After World War Two, waves of emigrants came from Italy, Greece and Germany, often scarred by their experience of war and persecution.
More recently, Vietnamese, Cambodian, South Sudanese and other people have fled war, persecution and famine in their home countries.
Unless we are Indigenous, at some point, our predecessors left their overseas homelands.
Undoubtedly in their journey to Australia, your family at some point lost a homeland, lost family and lost culture.
The migrant story is inevitably one of loss.
One of the greatest of these losses however, is the break with the past.
In moving thousands of miles, families have lost their own story, their own history, and a connection to a place. It’s this loss that can lead migrant communities to cling even tighter to their national identity.
But, then, we did exactly the same to others, but on a far greater scale.
Australia’s early settlers took land, took children and brought devastating diseases.
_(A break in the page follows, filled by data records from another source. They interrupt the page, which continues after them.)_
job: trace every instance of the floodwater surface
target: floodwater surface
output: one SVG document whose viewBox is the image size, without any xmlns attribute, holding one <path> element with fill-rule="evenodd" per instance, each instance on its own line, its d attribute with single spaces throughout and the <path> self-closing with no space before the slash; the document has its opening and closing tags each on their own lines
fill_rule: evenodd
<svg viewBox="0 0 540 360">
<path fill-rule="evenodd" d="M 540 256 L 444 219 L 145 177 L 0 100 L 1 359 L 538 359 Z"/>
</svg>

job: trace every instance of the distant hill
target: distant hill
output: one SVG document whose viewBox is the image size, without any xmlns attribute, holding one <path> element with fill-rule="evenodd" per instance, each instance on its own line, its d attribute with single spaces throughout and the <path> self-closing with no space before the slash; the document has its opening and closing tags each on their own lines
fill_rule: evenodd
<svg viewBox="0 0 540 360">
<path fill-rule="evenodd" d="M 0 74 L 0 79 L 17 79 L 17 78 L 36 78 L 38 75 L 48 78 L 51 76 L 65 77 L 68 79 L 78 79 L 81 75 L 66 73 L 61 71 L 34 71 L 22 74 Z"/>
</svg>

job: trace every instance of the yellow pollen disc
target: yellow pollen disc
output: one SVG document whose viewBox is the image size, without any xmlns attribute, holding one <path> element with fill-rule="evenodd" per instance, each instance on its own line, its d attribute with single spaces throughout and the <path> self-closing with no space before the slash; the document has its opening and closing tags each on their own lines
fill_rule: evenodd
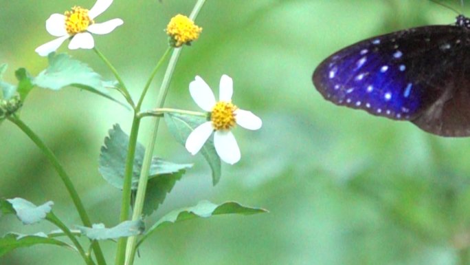
<svg viewBox="0 0 470 265">
<path fill-rule="evenodd" d="M 88 26 L 94 21 L 88 17 L 88 10 L 80 6 L 74 6 L 71 11 L 65 11 L 65 30 L 69 35 L 75 35 L 77 33 L 87 30 Z"/>
<path fill-rule="evenodd" d="M 197 40 L 202 32 L 202 28 L 196 25 L 188 17 L 179 14 L 171 19 L 165 31 L 170 36 L 170 45 L 181 47 Z"/>
<path fill-rule="evenodd" d="M 212 108 L 210 121 L 217 131 L 227 131 L 235 127 L 236 118 L 234 113 L 238 107 L 230 102 L 219 101 Z"/>
</svg>

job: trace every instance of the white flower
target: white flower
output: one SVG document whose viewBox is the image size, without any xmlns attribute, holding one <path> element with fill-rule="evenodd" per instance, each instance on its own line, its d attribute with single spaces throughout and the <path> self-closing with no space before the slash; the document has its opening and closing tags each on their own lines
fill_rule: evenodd
<svg viewBox="0 0 470 265">
<path fill-rule="evenodd" d="M 46 21 L 46 30 L 52 36 L 58 37 L 43 44 L 35 51 L 42 56 L 57 50 L 67 39 L 70 39 L 69 49 L 93 49 L 95 41 L 91 33 L 108 34 L 124 23 L 120 19 L 114 19 L 104 23 L 95 23 L 93 19 L 108 9 L 113 0 L 97 0 L 89 11 L 79 6 L 66 11 L 64 14 L 52 14 Z"/>
<path fill-rule="evenodd" d="M 221 78 L 219 85 L 219 102 L 209 85 L 199 76 L 190 83 L 191 96 L 198 106 L 210 112 L 210 121 L 197 127 L 186 140 L 186 149 L 195 155 L 205 141 L 214 134 L 214 145 L 216 151 L 223 161 L 235 164 L 240 160 L 240 154 L 238 145 L 230 131 L 238 125 L 251 130 L 261 127 L 261 119 L 251 112 L 238 109 L 232 103 L 233 94 L 233 81 L 224 74 Z"/>
</svg>

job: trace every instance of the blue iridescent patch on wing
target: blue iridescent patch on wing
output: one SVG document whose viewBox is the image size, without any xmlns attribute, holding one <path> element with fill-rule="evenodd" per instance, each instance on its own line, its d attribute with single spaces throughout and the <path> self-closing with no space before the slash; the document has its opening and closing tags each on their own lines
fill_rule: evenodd
<svg viewBox="0 0 470 265">
<path fill-rule="evenodd" d="M 381 44 L 380 39 L 368 40 L 331 56 L 315 71 L 317 88 L 335 104 L 409 120 L 421 107 L 422 89 L 407 76 L 406 50 Z"/>
</svg>

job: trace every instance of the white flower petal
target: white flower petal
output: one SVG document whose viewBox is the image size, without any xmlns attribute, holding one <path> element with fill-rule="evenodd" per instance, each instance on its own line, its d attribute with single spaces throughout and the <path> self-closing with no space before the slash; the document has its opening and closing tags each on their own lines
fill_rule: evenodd
<svg viewBox="0 0 470 265">
<path fill-rule="evenodd" d="M 210 121 L 204 123 L 194 129 L 186 139 L 185 147 L 192 155 L 195 155 L 201 150 L 209 136 L 212 134 L 214 128 Z"/>
<path fill-rule="evenodd" d="M 88 17 L 90 17 L 90 19 L 93 19 L 100 14 L 104 12 L 108 8 L 109 8 L 109 6 L 113 3 L 113 0 L 98 0 L 96 1 L 96 3 L 95 3 L 95 6 L 90 9 L 90 11 L 88 12 Z"/>
<path fill-rule="evenodd" d="M 38 47 L 34 50 L 36 52 L 39 54 L 41 56 L 47 56 L 52 52 L 55 52 L 56 50 L 58 49 L 60 45 L 65 41 L 66 39 L 69 38 L 69 36 L 61 36 L 58 39 L 56 39 L 54 41 L 51 41 L 48 43 L 45 43 L 42 45 Z"/>
<path fill-rule="evenodd" d="M 69 49 L 93 49 L 95 47 L 95 41 L 93 36 L 89 32 L 78 33 L 74 36 L 69 43 Z"/>
<path fill-rule="evenodd" d="M 199 76 L 196 76 L 194 81 L 190 83 L 190 93 L 199 107 L 206 112 L 212 110 L 216 104 L 214 93 Z"/>
<path fill-rule="evenodd" d="M 54 36 L 67 35 L 65 30 L 65 16 L 61 14 L 52 14 L 46 20 L 46 30 Z"/>
<path fill-rule="evenodd" d="M 234 113 L 236 115 L 236 124 L 243 128 L 257 130 L 262 125 L 261 119 L 251 112 L 238 109 Z"/>
<path fill-rule="evenodd" d="M 219 100 L 220 101 L 232 100 L 232 95 L 234 94 L 234 81 L 227 74 L 221 77 L 221 83 L 219 85 Z"/>
<path fill-rule="evenodd" d="M 87 30 L 94 34 L 108 34 L 123 23 L 122 19 L 114 19 L 103 23 L 91 24 L 88 26 Z"/>
<path fill-rule="evenodd" d="M 240 160 L 240 148 L 232 131 L 216 131 L 214 134 L 214 145 L 217 154 L 223 162 L 234 165 Z"/>
</svg>

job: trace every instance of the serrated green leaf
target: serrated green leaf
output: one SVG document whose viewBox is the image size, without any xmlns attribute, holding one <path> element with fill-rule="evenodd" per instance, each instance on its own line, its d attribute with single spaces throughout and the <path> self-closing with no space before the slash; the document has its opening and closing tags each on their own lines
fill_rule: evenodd
<svg viewBox="0 0 470 265">
<path fill-rule="evenodd" d="M 16 91 L 20 95 L 21 101 L 25 101 L 26 96 L 34 87 L 32 84 L 33 77 L 27 72 L 26 69 L 20 68 L 14 72 L 14 75 L 18 79 L 18 86 Z"/>
<path fill-rule="evenodd" d="M 0 199 L 0 217 L 8 214 L 16 214 L 12 204 L 5 199 Z"/>
<path fill-rule="evenodd" d="M 249 215 L 256 213 L 267 213 L 267 210 L 261 208 L 253 208 L 243 206 L 236 202 L 226 202 L 221 204 L 215 204 L 207 200 L 199 202 L 192 207 L 182 208 L 172 211 L 158 220 L 150 227 L 139 241 L 137 245 L 143 242 L 157 229 L 170 224 L 196 218 L 208 218 L 214 215 L 223 214 L 240 214 Z"/>
<path fill-rule="evenodd" d="M 104 96 L 128 109 L 128 106 L 108 94 L 109 82 L 103 81 L 88 65 L 66 54 L 52 52 L 48 58 L 49 67 L 32 80 L 34 85 L 52 90 L 67 86 L 78 87 Z"/>
<path fill-rule="evenodd" d="M 202 117 L 175 113 L 165 113 L 164 117 L 170 133 L 183 146 L 185 145 L 186 139 L 188 139 L 190 134 L 198 126 L 207 122 Z M 208 139 L 204 146 L 199 151 L 199 153 L 205 158 L 212 171 L 212 184 L 215 186 L 221 179 L 222 171 L 221 169 L 221 158 L 216 152 L 215 147 L 214 147 L 214 140 L 212 137 Z"/>
<path fill-rule="evenodd" d="M 172 174 L 154 175 L 155 177 L 148 180 L 142 209 L 144 215 L 150 215 L 158 209 L 165 201 L 166 194 L 171 191 L 176 182 L 181 178 L 185 172 L 183 169 Z"/>
<path fill-rule="evenodd" d="M 122 189 L 124 183 L 128 144 L 129 136 L 122 131 L 119 125 L 115 125 L 109 130 L 109 136 L 104 139 L 104 145 L 101 148 L 100 154 L 100 173 L 108 182 L 120 189 Z M 137 142 L 133 169 L 133 190 L 137 188 L 144 155 L 145 147 Z M 192 164 L 176 164 L 153 158 L 149 170 L 144 214 L 150 215 L 156 210 L 165 200 L 166 193 L 173 188 L 176 181 L 181 179 L 186 170 L 192 167 Z"/>
<path fill-rule="evenodd" d="M 44 233 L 38 233 L 34 235 L 9 233 L 3 237 L 0 237 L 0 257 L 18 248 L 40 244 L 65 246 L 75 250 L 72 246 L 56 239 L 49 237 Z"/>
<path fill-rule="evenodd" d="M 142 234 L 145 224 L 142 220 L 125 221 L 118 225 L 107 229 L 103 224 L 93 224 L 92 228 L 76 226 L 82 233 L 92 240 L 115 240 Z"/>
<path fill-rule="evenodd" d="M 44 220 L 46 215 L 52 209 L 53 205 L 54 202 L 49 201 L 36 206 L 32 202 L 21 198 L 0 200 L 2 213 L 16 214 L 18 219 L 24 224 L 32 224 Z M 12 209 L 14 211 L 12 211 Z"/>
<path fill-rule="evenodd" d="M 49 66 L 34 80 L 36 85 L 58 90 L 69 85 L 84 85 L 106 93 L 103 81 L 87 64 L 72 59 L 66 54 L 49 54 Z"/>
</svg>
We took 60,000 years of history, of continuous culture, and disregarded it. We flung aside an astonishing culture and tried to supplant it with out own.
But the culture which we brought was not homogeneous. It was an uneasy coalescence, lacking a national vision or a unified identity.
It was also young. Our families can only have been here for at most 230 years.
This is a flicker in the eye of time. We recognise this, and cling tightly to the stories we do have – the gold rush, Federation, Gallipoli – because humans need stories. We need a sense of who we are in time and space.
Our connection to place is so tenous that we grasp desperately at the straws of a national identity to avoid admitting that we are in some ways rootless, a society that has coalesced haphazardly without unifying identity over the past 230 years.
One straw we are grasping is January 26.
In some ways, it is insignificance itself. For most Australians our families came much later. But for Indigenous Australians, the day must have the stench of death.
What our predecessors did was wrong, but it’s a weight of guilt we cannot bear.
What is wrong now is that we let the impacts of their action linger, with Indigenous people suffering from poverty, preventable disease and the effects of intergenerational trauma.
We cannot hope to celebrate our nation on a day that alienates any portion of its members, let alone its oldest members, its members who have lost the most, its members who have lost so much.